And it’s not just the heart. Studies show a 46% increase in employee health care expenses overall, as well as a higher employee turnover rate, especially among women. A high turnover rates is a drain on any business — it costs both time and money to recruit and train new employees – but turnover can be mitigated by fair, reasonable bosses. 

Leaders on the cutting edge are realizing the benefits of cultivating a positive workplace. Unlimted PTO (paid time off), in-office perks, and company ethics that center around inclusion and compassion are all on the rise. These practices can lead to more successful businesses in the long run. 

It’s Not All About Money

Contrary to what many people assume, employees value happiness more than high salaries.
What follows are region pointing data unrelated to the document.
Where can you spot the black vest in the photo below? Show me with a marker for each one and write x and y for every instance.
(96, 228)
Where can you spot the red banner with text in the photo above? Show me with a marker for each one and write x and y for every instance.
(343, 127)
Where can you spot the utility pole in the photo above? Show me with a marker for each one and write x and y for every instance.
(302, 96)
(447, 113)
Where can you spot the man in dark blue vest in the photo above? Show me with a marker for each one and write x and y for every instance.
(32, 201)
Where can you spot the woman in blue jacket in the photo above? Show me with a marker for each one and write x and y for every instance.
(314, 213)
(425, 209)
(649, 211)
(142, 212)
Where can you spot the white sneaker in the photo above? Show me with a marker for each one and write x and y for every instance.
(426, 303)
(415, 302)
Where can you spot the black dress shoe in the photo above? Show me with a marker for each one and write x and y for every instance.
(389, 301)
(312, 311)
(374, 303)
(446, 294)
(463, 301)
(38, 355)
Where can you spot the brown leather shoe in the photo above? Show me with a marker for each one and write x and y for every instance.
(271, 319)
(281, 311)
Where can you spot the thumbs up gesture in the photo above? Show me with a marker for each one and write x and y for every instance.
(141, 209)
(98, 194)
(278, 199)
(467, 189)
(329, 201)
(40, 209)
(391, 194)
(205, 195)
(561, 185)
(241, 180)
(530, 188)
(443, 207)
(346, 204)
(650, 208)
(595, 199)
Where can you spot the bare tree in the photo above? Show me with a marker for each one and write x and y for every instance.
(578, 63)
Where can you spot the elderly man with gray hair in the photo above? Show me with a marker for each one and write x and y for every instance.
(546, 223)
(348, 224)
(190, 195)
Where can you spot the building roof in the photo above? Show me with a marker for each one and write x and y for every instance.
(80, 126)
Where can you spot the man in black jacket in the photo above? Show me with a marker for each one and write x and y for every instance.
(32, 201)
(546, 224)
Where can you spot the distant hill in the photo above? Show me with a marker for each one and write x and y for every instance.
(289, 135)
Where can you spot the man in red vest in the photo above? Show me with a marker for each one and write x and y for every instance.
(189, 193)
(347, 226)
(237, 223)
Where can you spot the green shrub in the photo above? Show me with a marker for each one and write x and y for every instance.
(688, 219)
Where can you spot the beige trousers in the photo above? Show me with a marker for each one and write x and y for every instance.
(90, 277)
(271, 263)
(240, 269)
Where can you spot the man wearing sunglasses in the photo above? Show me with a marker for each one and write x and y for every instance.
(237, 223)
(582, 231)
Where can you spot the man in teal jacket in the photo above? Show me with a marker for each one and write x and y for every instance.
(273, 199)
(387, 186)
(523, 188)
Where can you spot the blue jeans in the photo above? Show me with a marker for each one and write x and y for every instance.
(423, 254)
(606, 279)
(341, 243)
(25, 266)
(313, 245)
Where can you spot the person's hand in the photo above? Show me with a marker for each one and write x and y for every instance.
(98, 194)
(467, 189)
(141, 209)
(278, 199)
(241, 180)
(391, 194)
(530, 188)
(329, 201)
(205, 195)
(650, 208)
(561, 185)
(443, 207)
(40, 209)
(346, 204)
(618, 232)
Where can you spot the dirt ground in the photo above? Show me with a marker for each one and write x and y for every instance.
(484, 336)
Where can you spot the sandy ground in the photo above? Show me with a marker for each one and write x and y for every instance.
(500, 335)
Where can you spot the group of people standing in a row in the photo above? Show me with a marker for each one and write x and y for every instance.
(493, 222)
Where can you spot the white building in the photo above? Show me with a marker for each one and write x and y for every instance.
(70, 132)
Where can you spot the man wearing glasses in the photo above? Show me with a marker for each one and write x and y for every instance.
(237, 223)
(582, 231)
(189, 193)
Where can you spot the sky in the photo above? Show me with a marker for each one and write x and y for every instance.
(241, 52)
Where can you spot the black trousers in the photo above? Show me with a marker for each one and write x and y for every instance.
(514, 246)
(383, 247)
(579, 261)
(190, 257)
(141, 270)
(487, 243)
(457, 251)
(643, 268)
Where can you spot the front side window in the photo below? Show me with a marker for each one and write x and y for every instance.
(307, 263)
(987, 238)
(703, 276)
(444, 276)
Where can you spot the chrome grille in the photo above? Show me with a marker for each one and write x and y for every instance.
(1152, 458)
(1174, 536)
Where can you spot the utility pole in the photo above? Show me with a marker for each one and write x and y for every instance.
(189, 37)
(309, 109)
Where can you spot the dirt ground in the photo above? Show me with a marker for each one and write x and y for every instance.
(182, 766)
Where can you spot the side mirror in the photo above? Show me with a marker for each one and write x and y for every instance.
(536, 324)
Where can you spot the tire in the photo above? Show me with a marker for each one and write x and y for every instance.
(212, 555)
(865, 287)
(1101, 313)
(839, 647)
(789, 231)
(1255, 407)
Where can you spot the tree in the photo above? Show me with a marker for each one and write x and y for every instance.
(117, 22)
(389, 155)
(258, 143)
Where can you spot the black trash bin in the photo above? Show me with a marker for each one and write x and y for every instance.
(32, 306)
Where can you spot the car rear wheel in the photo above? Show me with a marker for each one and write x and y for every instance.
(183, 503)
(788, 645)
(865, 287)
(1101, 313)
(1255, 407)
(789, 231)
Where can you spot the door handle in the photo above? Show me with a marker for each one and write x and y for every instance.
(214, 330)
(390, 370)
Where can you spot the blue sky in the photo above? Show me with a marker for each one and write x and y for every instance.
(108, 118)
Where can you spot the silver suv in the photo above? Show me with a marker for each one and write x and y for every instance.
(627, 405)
It’s amazing that we need science to tell us that people really want to be happy while doing whatever it is they do for 40 hours a week, but here we are.

Still, the happiness research begs the important question of what makes us happy at work. The answers can be highly subjective, but the studies point toward one possible common solution: Engagement. Those who find value in their work, enjoy spending time with co-workers, and believe that their boss has their best interest in mind are going to be happy. It seems obvious, but anyone who has spent any time in an office knows that finding a job that ticks all three of those boxes is like finding a unicorn.

Bosses who take the time to foster engagement among their employees are going to run a more successful business. That means employers who think outside the box to create a thriving company culture can be just as successful as those who only focus on paying the highest salaries.

Summing Up

If you’re a boss who leans towards the “NFL Football Coach” end of the bell curve, it could be time to loosen up a bit. And if you’re an employee working for someone who thinks that burning the candle at both ends while taking a blowtorch to the middle is the only way to do business, it could be time to put your resume out there. You’ll likely be healthier, happier, and ultimately more successful in a friendlier environment.